Broadly the discussion centered around a few major themes. A bird’s eye view of these themes is distilled and highlighted below:

#1. Gen-AI: Not surprisingly, Generative-AI was a hot topic of interest. Everyone recognized that this was a once-in-a-generation inflection point. Not only were the executives keen to explore credible use-cases and points of intersection with their organization’s mandate, but they were also personally keen to learn about the topic as well. There was also widespread acknowledgement that Gen-AI could be double edged especially in the context of security. Later I’ll touch upon how Gen-AI performed along the three-axes I’d mentioned earlier as it was an interesting output.

#2. Lateral Security: While seemingly a mature topic, it was also deemed the most practical and where the investment was likely the highest. There was widespread acknowledgement that the attack surface had increased driven by the distributed nature of applications. The complexity in the data center resulting from a combination of the legacy and the modern was also discussed.

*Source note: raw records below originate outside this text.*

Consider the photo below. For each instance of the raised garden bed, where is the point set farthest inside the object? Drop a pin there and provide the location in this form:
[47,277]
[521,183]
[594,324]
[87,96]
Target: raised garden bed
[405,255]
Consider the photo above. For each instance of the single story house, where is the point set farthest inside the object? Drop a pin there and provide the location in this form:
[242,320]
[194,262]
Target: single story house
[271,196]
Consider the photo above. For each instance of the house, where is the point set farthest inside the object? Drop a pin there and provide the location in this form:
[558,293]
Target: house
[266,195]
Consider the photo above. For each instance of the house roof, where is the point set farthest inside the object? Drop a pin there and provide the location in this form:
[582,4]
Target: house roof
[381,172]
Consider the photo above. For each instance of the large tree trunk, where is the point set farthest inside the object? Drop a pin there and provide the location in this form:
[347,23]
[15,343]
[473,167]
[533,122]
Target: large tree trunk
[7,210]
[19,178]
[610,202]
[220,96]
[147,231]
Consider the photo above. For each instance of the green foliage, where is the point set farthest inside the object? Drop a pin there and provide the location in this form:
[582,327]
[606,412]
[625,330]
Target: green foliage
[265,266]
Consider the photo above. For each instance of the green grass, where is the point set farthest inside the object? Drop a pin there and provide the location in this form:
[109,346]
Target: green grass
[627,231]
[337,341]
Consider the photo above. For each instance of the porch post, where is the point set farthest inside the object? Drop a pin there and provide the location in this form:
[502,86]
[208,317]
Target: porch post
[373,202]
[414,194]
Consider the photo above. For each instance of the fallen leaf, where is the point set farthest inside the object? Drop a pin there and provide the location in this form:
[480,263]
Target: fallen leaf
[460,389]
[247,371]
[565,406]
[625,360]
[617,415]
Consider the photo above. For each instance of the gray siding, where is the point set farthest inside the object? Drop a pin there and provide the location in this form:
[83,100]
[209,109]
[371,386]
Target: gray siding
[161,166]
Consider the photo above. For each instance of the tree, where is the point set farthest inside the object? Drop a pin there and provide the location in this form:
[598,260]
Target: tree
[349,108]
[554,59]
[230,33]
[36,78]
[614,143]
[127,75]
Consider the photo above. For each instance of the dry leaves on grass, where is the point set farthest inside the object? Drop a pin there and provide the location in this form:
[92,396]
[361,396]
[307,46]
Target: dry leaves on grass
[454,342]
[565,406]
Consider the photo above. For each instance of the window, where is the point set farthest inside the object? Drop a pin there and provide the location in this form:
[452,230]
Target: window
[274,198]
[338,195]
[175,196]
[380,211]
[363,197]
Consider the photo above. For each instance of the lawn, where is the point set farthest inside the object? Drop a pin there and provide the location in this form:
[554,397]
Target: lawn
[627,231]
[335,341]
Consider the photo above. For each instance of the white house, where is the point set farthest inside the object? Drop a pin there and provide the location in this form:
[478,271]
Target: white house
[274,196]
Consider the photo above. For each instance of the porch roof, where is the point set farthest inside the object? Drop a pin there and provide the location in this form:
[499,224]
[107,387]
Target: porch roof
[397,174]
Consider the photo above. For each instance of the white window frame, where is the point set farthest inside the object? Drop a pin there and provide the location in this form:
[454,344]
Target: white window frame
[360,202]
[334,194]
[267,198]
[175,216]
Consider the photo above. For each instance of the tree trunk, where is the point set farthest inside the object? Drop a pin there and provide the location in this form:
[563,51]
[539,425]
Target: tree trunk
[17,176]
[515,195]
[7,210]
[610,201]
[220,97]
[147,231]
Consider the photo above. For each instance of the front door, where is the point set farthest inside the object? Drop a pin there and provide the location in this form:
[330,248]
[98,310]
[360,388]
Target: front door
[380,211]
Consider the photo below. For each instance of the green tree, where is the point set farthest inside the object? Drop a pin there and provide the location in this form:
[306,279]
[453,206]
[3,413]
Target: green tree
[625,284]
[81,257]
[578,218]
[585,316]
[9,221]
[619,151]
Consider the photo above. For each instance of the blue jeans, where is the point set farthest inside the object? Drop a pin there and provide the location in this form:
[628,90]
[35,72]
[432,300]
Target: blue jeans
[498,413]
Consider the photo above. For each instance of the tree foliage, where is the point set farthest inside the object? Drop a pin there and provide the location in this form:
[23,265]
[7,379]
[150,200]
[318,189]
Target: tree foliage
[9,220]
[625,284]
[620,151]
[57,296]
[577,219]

#3. Virtual Private Clouds (VPCs): This was a novelty in the case of the private cloud. The leaders were unified in looking at ways to deliver agility to their developers, without compromising on enterprise infrastructure and security guardrails. In this context, VPCs were a topic of interest and something they definitely wanted to dig deeper into.

#4. Cloud Operating Model: Perhaps overly simplified or cliched, the terminology represents the coming together of a simplified, consumption-based (as-a-service) approach to infrastructure and security powered by automation. In this context, the value of an integrated stack and the nature of the experience that could deliver was of considerable interest.

What is interesting is that all these areas transcended verticals reinforcing how security is such a big ticket item in organizations, regardless of the industry they belong to.  Large enterprises accumulate complexity due to the size of their organizations, their distributed nature (many of them are global), leadership changes, quest for organic growth as well as their pursuit of inorganic growth through mergers and acquisitions (M&A). The security stack becomes quite complicated and the desired effect sometimes is the opposite of the best intentions. Integration of the security stack itself is nirvana to many organizations. A thoughtful and proactive approach is required in such cases.

I’ll expand on the four themes in a subsequent blog, perhaps digging a bit deeper into #1 and #2 above as they appear to have the highest resonance for now. Needless to say, the topics all have multi-year relevance.

Finally, as organizations head into 2024 and indulge in planning cycles for the next year (and beyond), I hope some of these insights will prove to be of value.